Louth's attack lacked spark and only Shane Lennon will have done his reputation any good.

Instead, they were reliant on Keenan's now customary Superman impression and a productive performance from Brian Donnelly alongside.

To Carlow's credit, they took some fine scores in the first half, through Patrick Hickey and Ed Finnegan in particular, but all the drama and all the best football was squashed into the late Brendan Murphy show.

Naturally, Dempsey was effusive in his praise of Carlow's match-winner.

“We haven't had Brendan all year and it's a testament to the hard work he's been doing in his training as a soldier that he came back to us a couple of weeks ago.
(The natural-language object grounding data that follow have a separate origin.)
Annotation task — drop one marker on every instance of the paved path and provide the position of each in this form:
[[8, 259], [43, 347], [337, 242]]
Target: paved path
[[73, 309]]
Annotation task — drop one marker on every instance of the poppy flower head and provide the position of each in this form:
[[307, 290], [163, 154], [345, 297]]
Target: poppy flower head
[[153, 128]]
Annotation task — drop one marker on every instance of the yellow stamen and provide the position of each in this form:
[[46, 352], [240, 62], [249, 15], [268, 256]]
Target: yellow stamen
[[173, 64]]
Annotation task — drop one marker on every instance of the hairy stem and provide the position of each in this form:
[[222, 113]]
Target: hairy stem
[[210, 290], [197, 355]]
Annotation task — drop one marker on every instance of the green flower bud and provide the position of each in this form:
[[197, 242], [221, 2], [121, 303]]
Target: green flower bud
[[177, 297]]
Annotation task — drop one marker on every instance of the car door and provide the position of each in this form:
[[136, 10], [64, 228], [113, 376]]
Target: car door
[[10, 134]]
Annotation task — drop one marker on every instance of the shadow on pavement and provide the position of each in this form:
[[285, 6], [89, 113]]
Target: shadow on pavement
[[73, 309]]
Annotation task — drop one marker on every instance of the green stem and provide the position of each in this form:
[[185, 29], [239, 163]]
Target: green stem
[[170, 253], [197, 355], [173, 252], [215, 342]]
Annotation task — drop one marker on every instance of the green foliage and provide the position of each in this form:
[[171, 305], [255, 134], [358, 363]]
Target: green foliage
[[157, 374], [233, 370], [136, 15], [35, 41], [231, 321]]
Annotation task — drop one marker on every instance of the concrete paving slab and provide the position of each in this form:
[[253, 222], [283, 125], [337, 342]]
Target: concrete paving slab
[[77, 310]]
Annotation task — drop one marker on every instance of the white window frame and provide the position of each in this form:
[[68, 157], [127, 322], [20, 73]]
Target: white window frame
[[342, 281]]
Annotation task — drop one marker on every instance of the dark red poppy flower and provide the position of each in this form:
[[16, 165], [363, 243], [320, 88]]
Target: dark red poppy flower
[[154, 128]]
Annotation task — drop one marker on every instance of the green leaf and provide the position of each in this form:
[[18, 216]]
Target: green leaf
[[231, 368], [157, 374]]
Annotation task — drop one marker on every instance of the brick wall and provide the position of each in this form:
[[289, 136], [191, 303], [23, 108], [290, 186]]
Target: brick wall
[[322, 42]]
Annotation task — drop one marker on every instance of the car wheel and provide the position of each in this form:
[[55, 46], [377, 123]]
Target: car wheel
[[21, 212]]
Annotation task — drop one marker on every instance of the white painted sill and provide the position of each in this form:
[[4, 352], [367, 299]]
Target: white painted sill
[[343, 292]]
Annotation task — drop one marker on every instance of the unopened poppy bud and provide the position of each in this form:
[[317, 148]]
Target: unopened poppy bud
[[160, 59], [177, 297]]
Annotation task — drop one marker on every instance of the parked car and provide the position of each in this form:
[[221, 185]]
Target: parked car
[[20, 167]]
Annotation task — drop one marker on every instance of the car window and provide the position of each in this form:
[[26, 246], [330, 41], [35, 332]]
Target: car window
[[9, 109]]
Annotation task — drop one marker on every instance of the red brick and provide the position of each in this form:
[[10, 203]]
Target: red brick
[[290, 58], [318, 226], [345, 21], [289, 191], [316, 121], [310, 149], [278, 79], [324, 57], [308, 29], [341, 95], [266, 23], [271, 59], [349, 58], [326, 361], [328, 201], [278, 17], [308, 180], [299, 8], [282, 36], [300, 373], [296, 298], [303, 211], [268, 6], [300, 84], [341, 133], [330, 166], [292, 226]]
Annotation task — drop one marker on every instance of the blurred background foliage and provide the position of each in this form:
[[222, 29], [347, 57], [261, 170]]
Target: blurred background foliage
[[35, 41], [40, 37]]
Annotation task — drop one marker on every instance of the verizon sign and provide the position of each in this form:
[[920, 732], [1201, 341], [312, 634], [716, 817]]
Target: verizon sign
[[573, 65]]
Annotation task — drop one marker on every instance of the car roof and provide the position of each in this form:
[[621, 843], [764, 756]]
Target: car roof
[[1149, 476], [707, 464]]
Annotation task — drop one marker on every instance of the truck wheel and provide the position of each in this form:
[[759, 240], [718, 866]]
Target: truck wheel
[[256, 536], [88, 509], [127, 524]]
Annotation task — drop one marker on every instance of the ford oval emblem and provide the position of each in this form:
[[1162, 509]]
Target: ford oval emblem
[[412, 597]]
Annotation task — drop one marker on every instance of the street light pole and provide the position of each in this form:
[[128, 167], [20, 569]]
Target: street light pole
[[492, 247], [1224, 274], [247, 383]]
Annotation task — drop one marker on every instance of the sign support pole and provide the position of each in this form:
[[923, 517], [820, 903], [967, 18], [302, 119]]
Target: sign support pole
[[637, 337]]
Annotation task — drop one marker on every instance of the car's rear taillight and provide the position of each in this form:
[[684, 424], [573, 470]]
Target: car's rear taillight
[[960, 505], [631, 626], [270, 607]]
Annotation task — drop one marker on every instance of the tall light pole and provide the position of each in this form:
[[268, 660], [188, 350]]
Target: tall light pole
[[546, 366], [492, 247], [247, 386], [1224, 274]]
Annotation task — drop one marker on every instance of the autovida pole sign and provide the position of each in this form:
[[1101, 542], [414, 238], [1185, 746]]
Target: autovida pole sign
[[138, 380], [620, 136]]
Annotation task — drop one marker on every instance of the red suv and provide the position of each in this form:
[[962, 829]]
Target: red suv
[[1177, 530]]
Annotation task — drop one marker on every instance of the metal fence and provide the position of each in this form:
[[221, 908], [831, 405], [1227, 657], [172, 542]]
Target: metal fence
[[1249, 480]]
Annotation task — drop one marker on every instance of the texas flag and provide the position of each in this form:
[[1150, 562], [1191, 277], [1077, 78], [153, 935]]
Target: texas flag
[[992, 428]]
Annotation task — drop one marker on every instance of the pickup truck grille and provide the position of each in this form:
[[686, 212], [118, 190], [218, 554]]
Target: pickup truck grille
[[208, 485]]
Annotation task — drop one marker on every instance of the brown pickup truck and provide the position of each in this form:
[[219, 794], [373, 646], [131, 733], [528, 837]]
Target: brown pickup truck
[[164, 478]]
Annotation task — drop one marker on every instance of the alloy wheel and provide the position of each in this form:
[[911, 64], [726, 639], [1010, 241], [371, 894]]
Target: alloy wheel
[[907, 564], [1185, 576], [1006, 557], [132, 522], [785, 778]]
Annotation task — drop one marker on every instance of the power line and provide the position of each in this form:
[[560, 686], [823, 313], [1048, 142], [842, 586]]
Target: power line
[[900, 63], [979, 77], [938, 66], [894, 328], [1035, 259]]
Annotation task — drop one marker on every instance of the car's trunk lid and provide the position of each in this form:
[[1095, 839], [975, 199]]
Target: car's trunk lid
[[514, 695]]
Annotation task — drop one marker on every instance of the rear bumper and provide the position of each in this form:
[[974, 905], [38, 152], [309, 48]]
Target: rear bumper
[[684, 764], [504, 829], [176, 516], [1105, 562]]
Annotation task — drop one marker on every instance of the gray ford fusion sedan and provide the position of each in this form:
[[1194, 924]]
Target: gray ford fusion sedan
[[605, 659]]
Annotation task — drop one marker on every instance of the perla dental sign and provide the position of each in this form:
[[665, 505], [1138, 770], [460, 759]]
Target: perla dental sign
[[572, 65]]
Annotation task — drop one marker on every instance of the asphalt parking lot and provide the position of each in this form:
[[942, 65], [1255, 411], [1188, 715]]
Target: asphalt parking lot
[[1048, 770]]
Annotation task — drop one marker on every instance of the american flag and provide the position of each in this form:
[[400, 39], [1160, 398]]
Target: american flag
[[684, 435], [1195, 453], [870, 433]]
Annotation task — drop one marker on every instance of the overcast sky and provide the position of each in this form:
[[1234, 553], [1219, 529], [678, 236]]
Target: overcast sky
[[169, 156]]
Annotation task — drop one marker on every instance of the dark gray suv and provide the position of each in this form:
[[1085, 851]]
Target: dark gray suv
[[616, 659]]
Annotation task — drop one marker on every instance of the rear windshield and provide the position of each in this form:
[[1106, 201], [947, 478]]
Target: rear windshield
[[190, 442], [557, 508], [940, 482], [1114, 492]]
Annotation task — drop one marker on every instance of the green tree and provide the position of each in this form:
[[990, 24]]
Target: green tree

“He got injured in a challenge against Cavan, but still has the wherewithal, exhausted as he was, to push on and got those marvellous points. It really takes a (calm) player to steady himself, take those few steps and get those couple of points.”

Louth manager Peter Fitzpatrick was understandably down about the result but gave all the credit to Carlow. He did, however, stress that he viewed Finnegan's sending off as “harsh.”


“I thought they were two harsh yellow cards. Dessie fell to the ground and tried to get his hand to the ball but tripped (Seán) Gannon by the leg.

“There was no malice in it. There were no dirty tackles today even though there were an awful lot of yellow cards.”

He also noted that “it's going to be hard” to pick his team up after the defeat but given that he was speaking before Louth were drawn to last year's Leinster final villains, Meath, in the qualifiers, you would presume he would revise that quote if he could.

Carlow, meanwhile, go on to a Leinster semi-final with Wexford and stand just 70 minutes away from a provincial decider.

“A Leinster semi-final against Wexford at Croke Park, it's a cup final again,” noted Murphy.

“We have nothing to lose. We're just going to go in ... training the next few weeks, forget about today. Today is over, just push on again and give it everything and see how it goes on the day.”